The IACF, directed by economist Cristina Enache, has been a powerful tool over the years. Even its first edition already motivated a policy reform in one of the Basque provinces, where the Wealth Tax shield had been abolished and many middle class people, all of a sudden, found they needed to pay a burdensome tariff. The IACF was then instrumental in encouraging the provincial government to re-introduce this shield and protect thousands of taxpayers. Many regional presidents and regional tax ministers have reacted to the IACF’s annual editions, whether to show off their territory’s progress or try to wave off the importance of their bad results. All in all, the political spotlight reaffirms the importance of conducting this annual exercise to compare and classify all nineteen tax territories in Spain.

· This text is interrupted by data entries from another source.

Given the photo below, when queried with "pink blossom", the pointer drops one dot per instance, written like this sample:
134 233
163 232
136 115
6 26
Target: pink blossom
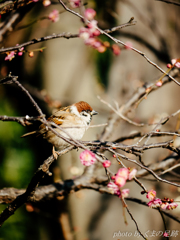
125 193
173 61
159 83
20 53
92 25
172 206
166 234
31 54
89 14
87 158
114 188
10 56
132 174
169 65
155 203
151 194
101 49
75 3
106 163
176 62
54 15
116 49
120 181
84 33
128 45
46 3
123 172
164 205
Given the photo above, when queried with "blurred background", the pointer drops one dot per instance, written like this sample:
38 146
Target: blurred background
65 72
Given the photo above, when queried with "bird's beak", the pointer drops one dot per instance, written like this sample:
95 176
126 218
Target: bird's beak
94 112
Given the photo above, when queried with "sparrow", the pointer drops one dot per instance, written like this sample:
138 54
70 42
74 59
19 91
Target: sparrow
75 119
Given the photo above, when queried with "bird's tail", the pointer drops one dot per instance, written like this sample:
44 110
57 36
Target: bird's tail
30 133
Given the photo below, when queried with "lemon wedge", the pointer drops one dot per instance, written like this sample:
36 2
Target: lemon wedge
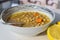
53 32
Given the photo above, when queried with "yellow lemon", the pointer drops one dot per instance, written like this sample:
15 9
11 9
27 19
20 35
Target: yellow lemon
53 32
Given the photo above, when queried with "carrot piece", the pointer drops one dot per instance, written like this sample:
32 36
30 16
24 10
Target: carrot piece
39 20
36 14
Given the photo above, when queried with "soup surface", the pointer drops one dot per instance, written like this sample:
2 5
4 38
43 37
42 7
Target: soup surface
28 19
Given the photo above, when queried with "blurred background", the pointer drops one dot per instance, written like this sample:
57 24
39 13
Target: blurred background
53 4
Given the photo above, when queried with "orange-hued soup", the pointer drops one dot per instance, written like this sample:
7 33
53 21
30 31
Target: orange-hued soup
29 19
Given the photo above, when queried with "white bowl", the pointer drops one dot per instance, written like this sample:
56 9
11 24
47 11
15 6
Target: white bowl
32 30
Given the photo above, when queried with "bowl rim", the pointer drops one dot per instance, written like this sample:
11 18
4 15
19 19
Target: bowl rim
29 27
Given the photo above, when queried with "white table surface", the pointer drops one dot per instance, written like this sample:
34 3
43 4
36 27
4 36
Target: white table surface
8 35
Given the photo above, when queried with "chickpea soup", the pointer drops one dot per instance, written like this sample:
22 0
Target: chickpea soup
28 19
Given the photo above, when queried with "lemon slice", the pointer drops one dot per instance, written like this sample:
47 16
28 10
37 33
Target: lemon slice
53 32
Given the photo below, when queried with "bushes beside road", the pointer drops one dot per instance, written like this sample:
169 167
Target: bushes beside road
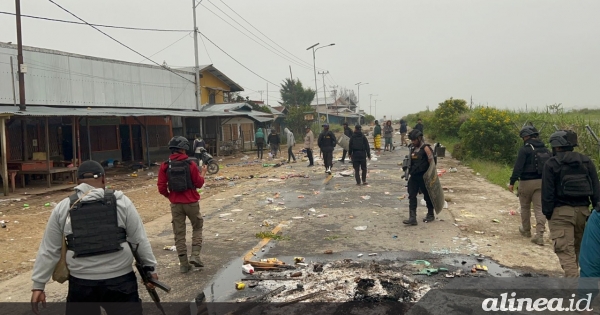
488 140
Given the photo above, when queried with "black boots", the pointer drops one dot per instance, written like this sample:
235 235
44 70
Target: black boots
412 219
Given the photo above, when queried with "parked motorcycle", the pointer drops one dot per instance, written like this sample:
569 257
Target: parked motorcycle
207 159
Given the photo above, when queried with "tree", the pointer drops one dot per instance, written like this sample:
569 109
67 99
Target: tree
294 94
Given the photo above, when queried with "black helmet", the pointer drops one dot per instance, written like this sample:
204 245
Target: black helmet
415 134
179 142
528 131
563 138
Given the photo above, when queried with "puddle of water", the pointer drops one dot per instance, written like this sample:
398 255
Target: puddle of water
222 288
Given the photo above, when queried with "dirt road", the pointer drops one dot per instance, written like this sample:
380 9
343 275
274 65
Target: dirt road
316 213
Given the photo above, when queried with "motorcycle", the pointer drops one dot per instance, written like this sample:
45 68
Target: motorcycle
207 159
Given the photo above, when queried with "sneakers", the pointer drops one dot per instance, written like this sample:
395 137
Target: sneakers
524 233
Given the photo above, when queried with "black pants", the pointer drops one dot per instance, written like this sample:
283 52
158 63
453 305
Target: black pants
344 155
416 183
360 164
328 159
259 149
310 157
291 154
116 296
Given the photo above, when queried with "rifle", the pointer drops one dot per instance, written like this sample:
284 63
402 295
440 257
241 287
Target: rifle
147 278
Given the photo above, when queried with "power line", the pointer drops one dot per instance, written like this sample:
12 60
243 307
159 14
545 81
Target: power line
98 25
177 74
241 64
177 41
249 31
254 40
263 33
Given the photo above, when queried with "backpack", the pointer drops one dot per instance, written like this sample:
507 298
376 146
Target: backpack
575 182
540 157
179 176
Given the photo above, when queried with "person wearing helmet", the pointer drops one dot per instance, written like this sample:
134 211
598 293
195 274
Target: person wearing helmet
359 152
326 143
569 186
528 171
178 180
421 156
377 137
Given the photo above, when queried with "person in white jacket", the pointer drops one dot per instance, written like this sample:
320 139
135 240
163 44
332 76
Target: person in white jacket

This influence has grown in 2021. The spokesman for the Government of Navarre, a region governed by politicians on the left and far left, has been prompted by the media to react and has had a hard time justifying the region’s poor performance. At the opposite end, the tax minister of Andalucia, Spain’s most populous region, has recorded an official video in which he explains the region’s evolution in the IACF over the years. The video has since gone viral. Andalucia has climbed four positions since 2020 due to several tax reforms. In the case of the region of Castile and León, the improvement has been faster: seven positions in just one year, mostly due to a strong cut in the inheritance tax. The regional tax minister there received Mr. Hodge, the IACF author, and Juan Pina, secretary-general of Fundalib, to discuss the report and then held a press conference at the regional ministry’s office in Valladolid.

But the largest success is that of the region of Madrid, which has maintained the top position it obtained last year for the first time. The regional tax minister, Javier Fernandez-Lasquetty, a staunch supporter of classical liberalism and economic freedom, and a former vice president of the Guatemalan Universidad Francisco Marroquin for several years, attended the event. In his closing speech, he announced further tax reductions in line with the IACF’s recommendations. Among these, he has now committed himself to eliminate three specific taxes which are levied by the regional government and to reduce the regional part of the income tax by 0.5% per year, starting next year. It is important to note that Madrid is one of the ordinary tax territories, while four other tax territories have larger autonomy when it comes to taxes, thus being able to introduce further tax cuts. Despite this, Madrid has managed to climb to the ranking’s number one position for two years in a row.

Fundalib, together with the Tax Foundation, intends to continue publishing this annual report and to keep lobbying Spain’s regional tax authorities to ease the tax burden on their citizens. The rationale behind the whole project is to boost sub-national tax competition as a powerful instrument to keep overtaxation at bay.

Atlas Network has supported Fundalib and their IACF project extensively.